As usual I am under the gun to get something up and running so I do not have the luxury to explore all of the details as much as I would like. My application gets a directory listing of a Samba share and then spawns a new thread for each new file (with a limit, of course) which copies the file to the local file system via a SmbFileInputStream and FileOutputStream as follows (without the obligatory try/catch blocks for readability):
(An SmbFile instance is provided by the calling code)
byte[] readBuffer = new byte[1024];
int bytesRead = 0;
File fileDestination = new File(“/tmp/”, “destinationFile”);
FileOutputStream fileDestinationFOS = new FileOuputStream(fileDestination);
SmbFileInputStream smbFIS = new SmbFileInputStream(smbFile);
while ((bytesRead = smbFIS.read(readBuffer)) != -1 ) {
fileDestination.write(readBuffer, 0, bytesRead);
}
smbFIS.close();
fileDestinationFOS.close();
When I run it I get the following Exception:
Exception in thread “Thread-3” java.lang.OutOfMemoryError: unable to create new native thread
at java.lang.Thread.start0(Native Method)
at java.lang.Thread.start(Thread.java:614)

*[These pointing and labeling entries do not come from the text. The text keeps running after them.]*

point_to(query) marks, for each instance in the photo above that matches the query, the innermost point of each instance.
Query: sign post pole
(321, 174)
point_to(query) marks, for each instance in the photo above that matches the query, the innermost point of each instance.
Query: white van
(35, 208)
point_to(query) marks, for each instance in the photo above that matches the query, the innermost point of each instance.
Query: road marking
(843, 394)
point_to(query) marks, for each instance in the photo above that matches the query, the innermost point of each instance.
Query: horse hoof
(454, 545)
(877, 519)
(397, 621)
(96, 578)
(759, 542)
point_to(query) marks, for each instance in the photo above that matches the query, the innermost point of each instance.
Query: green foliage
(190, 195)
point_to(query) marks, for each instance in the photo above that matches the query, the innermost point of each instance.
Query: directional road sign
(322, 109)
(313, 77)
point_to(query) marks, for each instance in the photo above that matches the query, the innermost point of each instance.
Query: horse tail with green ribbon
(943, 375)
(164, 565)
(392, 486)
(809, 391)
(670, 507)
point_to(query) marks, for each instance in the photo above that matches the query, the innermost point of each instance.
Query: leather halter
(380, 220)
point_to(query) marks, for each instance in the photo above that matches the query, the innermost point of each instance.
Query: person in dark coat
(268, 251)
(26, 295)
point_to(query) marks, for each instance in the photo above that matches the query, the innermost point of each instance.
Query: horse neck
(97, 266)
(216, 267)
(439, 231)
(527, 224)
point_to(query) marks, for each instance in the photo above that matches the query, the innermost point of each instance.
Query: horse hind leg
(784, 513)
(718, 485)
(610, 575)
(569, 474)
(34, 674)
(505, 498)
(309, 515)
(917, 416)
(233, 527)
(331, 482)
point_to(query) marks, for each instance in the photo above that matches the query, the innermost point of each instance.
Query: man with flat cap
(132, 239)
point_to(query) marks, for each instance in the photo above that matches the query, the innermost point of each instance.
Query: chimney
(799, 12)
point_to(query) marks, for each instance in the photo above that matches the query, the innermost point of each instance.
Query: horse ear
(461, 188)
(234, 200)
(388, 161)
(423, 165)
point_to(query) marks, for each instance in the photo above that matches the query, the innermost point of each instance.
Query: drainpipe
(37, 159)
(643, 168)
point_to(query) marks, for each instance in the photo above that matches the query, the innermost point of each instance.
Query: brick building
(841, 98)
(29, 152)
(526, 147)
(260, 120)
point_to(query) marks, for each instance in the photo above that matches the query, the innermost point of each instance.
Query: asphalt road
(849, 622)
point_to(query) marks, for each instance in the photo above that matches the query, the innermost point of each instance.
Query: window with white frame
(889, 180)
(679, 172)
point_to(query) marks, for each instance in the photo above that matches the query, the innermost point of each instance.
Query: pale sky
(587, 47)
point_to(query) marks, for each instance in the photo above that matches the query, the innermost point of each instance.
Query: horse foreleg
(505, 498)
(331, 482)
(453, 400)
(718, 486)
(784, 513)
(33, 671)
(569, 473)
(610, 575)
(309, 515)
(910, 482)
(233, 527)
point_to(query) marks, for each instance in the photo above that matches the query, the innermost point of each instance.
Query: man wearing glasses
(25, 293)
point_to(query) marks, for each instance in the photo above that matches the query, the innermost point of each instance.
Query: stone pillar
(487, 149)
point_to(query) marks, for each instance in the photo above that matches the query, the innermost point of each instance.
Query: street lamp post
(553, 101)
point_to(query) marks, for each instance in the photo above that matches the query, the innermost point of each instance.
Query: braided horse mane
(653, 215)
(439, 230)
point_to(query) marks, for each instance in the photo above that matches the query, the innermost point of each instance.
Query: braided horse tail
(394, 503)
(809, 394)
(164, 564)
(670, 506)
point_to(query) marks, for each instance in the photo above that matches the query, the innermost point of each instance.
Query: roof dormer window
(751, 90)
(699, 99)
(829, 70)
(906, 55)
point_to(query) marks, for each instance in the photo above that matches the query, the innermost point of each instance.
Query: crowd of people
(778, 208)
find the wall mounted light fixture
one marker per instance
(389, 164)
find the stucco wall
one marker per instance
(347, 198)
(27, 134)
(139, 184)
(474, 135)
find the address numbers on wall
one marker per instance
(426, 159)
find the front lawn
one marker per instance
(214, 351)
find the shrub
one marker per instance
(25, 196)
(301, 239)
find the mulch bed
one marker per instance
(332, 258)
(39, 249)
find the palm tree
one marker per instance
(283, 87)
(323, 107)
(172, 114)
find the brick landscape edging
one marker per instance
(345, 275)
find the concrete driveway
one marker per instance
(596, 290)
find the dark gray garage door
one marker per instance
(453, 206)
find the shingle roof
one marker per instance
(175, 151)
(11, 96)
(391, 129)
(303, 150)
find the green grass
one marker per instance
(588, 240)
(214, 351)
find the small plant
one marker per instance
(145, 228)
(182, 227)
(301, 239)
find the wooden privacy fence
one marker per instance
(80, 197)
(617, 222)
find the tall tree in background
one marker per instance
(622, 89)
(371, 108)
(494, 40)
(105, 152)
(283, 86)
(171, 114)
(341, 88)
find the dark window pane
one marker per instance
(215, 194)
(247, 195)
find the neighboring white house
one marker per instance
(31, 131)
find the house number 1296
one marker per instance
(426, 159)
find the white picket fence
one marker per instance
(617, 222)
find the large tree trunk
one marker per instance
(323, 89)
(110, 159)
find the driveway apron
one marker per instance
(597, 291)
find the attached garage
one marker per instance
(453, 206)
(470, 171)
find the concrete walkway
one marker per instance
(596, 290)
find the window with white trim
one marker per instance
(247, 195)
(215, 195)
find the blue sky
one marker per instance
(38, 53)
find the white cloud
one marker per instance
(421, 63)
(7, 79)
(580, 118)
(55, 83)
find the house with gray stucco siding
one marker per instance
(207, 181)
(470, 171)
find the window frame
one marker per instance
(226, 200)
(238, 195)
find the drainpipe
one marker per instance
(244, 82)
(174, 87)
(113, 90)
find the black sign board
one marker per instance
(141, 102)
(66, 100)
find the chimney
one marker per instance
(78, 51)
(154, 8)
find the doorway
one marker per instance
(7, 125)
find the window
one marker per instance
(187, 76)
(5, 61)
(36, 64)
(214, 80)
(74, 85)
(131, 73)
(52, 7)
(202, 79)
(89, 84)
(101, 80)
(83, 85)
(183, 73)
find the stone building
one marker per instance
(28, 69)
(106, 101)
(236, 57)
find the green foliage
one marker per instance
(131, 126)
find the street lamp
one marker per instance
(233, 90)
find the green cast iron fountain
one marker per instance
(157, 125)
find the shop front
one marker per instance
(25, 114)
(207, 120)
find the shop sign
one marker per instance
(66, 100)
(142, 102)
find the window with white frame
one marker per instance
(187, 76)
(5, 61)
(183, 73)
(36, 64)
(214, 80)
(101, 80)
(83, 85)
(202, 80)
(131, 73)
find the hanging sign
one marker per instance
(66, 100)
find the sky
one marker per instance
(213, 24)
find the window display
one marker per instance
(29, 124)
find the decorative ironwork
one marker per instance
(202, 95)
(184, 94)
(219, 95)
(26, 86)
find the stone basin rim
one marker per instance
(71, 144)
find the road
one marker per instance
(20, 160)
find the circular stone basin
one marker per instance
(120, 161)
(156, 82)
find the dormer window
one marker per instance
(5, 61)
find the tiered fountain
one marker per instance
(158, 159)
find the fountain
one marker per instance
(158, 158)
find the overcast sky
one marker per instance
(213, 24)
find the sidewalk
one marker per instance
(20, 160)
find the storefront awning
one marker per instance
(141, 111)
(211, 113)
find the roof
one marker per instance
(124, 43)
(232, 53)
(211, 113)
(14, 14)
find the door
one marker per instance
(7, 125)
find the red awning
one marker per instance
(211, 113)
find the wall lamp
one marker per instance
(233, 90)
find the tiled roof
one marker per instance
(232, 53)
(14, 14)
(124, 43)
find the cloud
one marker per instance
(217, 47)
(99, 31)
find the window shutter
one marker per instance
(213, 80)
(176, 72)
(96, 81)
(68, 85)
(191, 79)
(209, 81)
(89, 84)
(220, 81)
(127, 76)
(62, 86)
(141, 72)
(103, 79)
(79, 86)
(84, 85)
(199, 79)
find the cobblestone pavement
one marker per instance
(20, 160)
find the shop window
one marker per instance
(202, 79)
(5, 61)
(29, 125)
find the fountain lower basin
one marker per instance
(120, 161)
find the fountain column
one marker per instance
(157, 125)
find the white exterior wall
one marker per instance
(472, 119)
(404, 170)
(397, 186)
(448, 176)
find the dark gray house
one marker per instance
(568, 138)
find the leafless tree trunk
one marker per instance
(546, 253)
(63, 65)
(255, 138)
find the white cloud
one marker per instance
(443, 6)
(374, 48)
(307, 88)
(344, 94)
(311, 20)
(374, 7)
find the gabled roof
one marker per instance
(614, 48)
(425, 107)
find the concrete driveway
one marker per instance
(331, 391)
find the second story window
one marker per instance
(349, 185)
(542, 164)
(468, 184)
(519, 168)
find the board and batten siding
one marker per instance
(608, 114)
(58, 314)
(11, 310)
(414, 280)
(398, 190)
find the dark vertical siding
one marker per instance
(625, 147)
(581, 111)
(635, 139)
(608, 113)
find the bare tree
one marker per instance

at jcifs.UniAddress.lookupServerOrWorkgroup(UniAddress.java:173)
at jcifs.UniAddress.getAllByName(UniAddress.java:290)
at jcifs.UniAddress.getByName(UniAddress.java:245)
at jcifs.smb.Dfs.getTrustedDomains(Dfs.java:62)
at jcifs.smb.Dfs.resolve(Dfs.java:167)
at jcifs.smb.SmbFile.resolveDfs(SmbFile.java:671)
at jcifs.smb.SmbFile.send(SmbFile.java:773)
at jcifs.smb.SmbFileInputStream.readDirect(SmbFileInputStream.java:181)
at jcifs.smb.SmbFileInputStream.read(SmbFileInputStream.java:142)
at jcifs.smb.SmbFileInputStream.read(SmbFileInputStream.java:132)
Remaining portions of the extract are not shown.